Between the two of us, Billy and I complained bitterly about having to march in like a row of ducks to line the pew every Sunday. No other kids our age sat with their parents. We looked like real doofuses. It was a social disaster. Finally, I decided I’d have to work up the nerve to ask permission to sit somewhere else. After the super ball incident, there was no way Billy would ever bring up that topic again. I knew I had to approach the subject delicately or there would be big trouble. At our house, a question could reap consequences as serious as an actual sin. It showed intent. I suppose it followed the same principle as “having lust in your heart.” Not only that, but whenever Daddy got news that a neighborhood kid had done something horrible, We got a preemptive lecture, just because. “Your FRIEND, Eddie, was smoking and burned down the preacher’s barn last night. THAT’s why I don’t let you …….”. It didn’t matter that I’d never spoken two words to Eddie and despised smoking, only Daddy’s total dedication to lecturing and haranguing kept me on the straight and narrow. But for his rigid control, I’d have been smoking, drinking, and fornicating on the back pew every Sunday.
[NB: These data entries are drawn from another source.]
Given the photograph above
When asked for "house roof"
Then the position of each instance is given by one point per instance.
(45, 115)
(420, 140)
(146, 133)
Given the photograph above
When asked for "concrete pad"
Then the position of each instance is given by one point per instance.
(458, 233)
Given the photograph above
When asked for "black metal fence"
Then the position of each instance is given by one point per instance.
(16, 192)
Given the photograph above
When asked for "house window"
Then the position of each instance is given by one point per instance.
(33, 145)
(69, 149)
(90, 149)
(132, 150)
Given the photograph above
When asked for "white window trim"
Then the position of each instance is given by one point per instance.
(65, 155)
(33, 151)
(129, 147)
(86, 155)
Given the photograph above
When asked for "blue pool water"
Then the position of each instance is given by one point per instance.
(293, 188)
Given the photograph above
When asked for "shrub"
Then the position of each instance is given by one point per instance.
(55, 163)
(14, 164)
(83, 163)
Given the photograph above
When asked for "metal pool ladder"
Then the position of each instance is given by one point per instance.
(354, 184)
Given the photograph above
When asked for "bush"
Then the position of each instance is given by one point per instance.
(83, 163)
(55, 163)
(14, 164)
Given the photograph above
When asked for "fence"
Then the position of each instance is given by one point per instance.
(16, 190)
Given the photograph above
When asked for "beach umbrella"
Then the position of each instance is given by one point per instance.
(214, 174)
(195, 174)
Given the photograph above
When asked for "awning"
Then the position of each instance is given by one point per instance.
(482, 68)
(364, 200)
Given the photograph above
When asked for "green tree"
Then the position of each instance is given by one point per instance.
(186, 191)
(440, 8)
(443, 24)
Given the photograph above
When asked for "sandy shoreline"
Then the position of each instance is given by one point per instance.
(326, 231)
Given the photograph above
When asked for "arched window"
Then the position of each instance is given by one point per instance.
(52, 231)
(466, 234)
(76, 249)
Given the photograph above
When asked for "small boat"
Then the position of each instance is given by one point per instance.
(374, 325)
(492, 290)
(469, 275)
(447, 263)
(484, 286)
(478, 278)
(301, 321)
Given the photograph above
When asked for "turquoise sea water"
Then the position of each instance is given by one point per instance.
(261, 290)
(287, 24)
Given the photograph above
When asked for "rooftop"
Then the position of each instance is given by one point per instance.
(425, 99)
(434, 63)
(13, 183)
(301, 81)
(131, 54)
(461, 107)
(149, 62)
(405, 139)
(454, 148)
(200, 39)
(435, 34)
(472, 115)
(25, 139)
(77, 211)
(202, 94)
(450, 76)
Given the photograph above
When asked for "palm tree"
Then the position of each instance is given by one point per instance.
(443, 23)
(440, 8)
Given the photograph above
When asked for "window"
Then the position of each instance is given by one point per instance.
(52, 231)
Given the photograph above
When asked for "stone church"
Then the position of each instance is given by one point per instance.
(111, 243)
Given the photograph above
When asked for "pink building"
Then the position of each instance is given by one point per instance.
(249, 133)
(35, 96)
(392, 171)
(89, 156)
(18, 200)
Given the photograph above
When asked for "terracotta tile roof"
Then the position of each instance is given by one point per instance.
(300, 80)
Not knowing how to broach the subject, one Sunday morning, I revolted. Instead of following Daddy into pew three, I brazenly slid into pew four, right behind him. Billy followed me. The sky didn’t fall. Lightening didn’t strike. The world kept spinning on its axis. Daddy just turned and gave me a warning look, but I could tell I’d won my prize.
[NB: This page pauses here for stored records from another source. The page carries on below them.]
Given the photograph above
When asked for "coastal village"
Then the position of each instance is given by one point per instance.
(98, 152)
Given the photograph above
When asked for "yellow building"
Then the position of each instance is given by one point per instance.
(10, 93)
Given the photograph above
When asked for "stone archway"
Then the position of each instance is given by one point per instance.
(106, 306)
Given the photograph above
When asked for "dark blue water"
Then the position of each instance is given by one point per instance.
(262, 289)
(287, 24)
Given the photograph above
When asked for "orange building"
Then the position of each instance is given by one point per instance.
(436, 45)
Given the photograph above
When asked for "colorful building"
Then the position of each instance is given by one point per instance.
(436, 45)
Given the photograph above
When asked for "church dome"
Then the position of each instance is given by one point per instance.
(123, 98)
I pondered my victory in my heart as I sat smugly in pew four. I found out that day, God has a sense of humor. When we stood for a hymn, Daddy had a wedgie. Have you ever had to spend time in church standing behind someone with a wedgie? I experienced eternity that day as Daddy stood right in front of me with a wedgie. Billy and I looked desperately back and forth at each other each time Daddy and his wedgie stood. I thought about reaching up and pulling it out, but feared there might be a Biblical injunction against it. “Thou shalt not unwedge thy father’s wedgie!” I might be turned into a pillar of salt.
I spent the next three years trying not to see Daddy’s wedgie as he stood in the pew ahead of me ever Sunday.